I removed the top cap to check out the internals, but no luck. However, once or twice, it would work again. However, when I shifted down or up, it would not work again.

Here's a video. Listen carefully for the clicks.

https://www.youtube.com/watch?v=0kxxoJp3aXs

At one point I thought I had fixed it, but after about 3-4 shift cycles (upshifts/down), it wouldn't function again.

It definitely has something to do with the spring on top, and the rectangular block (see pics). If I position it a certain way and move the shifters, I can feel and even HEAR it engage! Anyone have any knowledge on it.?










Thanks everyone! :thumb:


----------



## Dave Hickey (Jan 27, 2002)

Spray liberal amounts of WD40 in there and let it sit overnight...


----------



## Richard (Feb 17, 2006)

In addition to what Dave said (wherein you can often bring "unrepairable" Shimano STI shifters back to life), have you tried it with a cable installed and tension on same? Can make a big difference as cable tension assists the "return" action of any integrated brake lever/shifter (yes, "brifter" is a stupid word.)


----------



## scoobydrew (Sep 26, 2009)

Thanks for the suggestions guys. 

I am unsure how WD40 would help. I know that it lubricates the parts, but what else?

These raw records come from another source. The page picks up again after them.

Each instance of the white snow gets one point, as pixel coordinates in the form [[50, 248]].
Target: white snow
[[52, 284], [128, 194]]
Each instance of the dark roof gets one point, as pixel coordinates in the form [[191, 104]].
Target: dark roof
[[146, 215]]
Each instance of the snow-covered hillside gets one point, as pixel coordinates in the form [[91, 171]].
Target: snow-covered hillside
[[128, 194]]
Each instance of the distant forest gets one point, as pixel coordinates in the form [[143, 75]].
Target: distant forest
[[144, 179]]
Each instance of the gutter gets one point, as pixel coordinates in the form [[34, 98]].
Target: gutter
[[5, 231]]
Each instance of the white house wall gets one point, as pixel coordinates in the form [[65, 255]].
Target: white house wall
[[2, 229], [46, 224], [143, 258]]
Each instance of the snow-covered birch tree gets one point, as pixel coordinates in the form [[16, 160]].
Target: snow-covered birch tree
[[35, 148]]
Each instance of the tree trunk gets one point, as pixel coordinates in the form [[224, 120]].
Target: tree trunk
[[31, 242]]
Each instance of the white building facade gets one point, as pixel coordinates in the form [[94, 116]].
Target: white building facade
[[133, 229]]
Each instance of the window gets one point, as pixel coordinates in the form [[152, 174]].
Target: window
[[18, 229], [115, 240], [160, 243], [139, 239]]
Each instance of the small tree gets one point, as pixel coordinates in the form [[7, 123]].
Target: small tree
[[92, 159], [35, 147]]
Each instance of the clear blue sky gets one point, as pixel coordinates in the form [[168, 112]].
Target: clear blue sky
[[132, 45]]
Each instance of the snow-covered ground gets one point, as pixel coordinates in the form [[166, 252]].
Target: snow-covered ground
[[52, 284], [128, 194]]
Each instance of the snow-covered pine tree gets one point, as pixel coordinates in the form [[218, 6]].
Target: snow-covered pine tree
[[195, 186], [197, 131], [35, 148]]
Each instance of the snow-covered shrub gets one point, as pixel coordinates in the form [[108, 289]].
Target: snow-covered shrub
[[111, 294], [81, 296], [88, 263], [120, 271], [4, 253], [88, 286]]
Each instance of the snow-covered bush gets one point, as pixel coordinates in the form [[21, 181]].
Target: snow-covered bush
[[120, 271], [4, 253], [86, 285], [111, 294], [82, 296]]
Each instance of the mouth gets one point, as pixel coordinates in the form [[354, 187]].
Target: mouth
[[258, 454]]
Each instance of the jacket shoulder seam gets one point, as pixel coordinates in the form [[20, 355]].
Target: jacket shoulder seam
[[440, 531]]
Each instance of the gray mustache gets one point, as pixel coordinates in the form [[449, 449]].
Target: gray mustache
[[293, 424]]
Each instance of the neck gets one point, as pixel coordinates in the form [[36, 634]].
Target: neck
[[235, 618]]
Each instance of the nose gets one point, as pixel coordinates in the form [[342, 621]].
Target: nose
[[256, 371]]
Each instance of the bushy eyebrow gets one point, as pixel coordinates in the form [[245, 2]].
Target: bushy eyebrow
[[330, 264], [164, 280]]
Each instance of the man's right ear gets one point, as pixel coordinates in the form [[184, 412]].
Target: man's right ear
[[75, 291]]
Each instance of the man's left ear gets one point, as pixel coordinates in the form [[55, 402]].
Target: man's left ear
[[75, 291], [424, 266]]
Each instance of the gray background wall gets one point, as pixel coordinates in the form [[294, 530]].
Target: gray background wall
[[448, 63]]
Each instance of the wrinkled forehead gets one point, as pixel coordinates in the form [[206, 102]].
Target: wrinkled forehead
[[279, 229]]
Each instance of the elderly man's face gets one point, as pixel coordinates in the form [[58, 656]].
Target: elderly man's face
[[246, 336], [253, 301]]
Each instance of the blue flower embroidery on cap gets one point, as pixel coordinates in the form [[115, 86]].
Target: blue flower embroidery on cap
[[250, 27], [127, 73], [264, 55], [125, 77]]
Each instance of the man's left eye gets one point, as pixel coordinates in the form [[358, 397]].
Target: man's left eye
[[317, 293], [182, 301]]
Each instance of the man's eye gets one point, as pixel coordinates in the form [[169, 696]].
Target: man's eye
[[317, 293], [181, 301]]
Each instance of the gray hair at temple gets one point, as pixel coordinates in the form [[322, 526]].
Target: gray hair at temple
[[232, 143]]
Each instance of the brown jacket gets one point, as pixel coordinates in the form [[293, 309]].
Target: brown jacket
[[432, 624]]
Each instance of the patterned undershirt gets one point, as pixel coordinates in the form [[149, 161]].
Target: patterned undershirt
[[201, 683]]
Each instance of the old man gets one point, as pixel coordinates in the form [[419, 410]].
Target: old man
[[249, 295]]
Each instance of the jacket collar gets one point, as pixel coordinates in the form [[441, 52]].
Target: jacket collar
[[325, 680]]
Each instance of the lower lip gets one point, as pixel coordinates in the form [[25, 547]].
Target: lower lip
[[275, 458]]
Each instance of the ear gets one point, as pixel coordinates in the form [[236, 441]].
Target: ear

I have not tried it with a cable installed yet. I figured it would work on its own, without a cable (the right side operates perfectly without a cable installed).


----------



## frdfandc (Nov 27, 2007)

WD40 cuts grease/grit/grime very well. That is why WD40 works well.


----------



## Kerry Irons (Feb 25, 2002)

*De-gunking*



scoobydrew said:


> Thanks for the suggestions guys.
> 
> I am unsure how WD40 would help. I know that it lubricates the parts, but what else?
> 
> I have not tried it with a cable installed yet. I figured it would work on its own, without a cable (the right side operates perfectly without a cable installed).


The WD-40 is serving as a solvent, not a lube. It's possible that your shifters are simply gunked up, and shooting solvent into the mechanism while working the shifter up and down repeatedly will cut the gunk. If this is your problem, then the solvent application is the cure (remember to relube afterward). If the problem is something else, you're mostly screwed with Shimano shifters because there's "no user serviceable parts inside."


----------



## scoobydrew (Sep 26, 2009)

Thanks for the suggestion, I will try shooting it with the WD40 this week.

I've uploaded another video. In this video, you can see that when I "reset" the spring with my finger, it operates perfectly. However, as you can also see, it only works for one shift cycle.

http://www.youtube.com/watch?v=tI7hP7Lg3BI


----------



## BruceG1 (Apr 6, 2010)

scoobydrew said:


> I bought some Shimano Sora Flight Deck Shifters last week from a friend.


Did they work for your friend?


----------



## Peanya (Jun 12, 2008)

Wow, by the looks of the pic, it's extremely dirty!


----------



## tjamscad (Nov 12, 2011)

Do you by chance have any more pics? I am in desprate need of the assembly views.


----------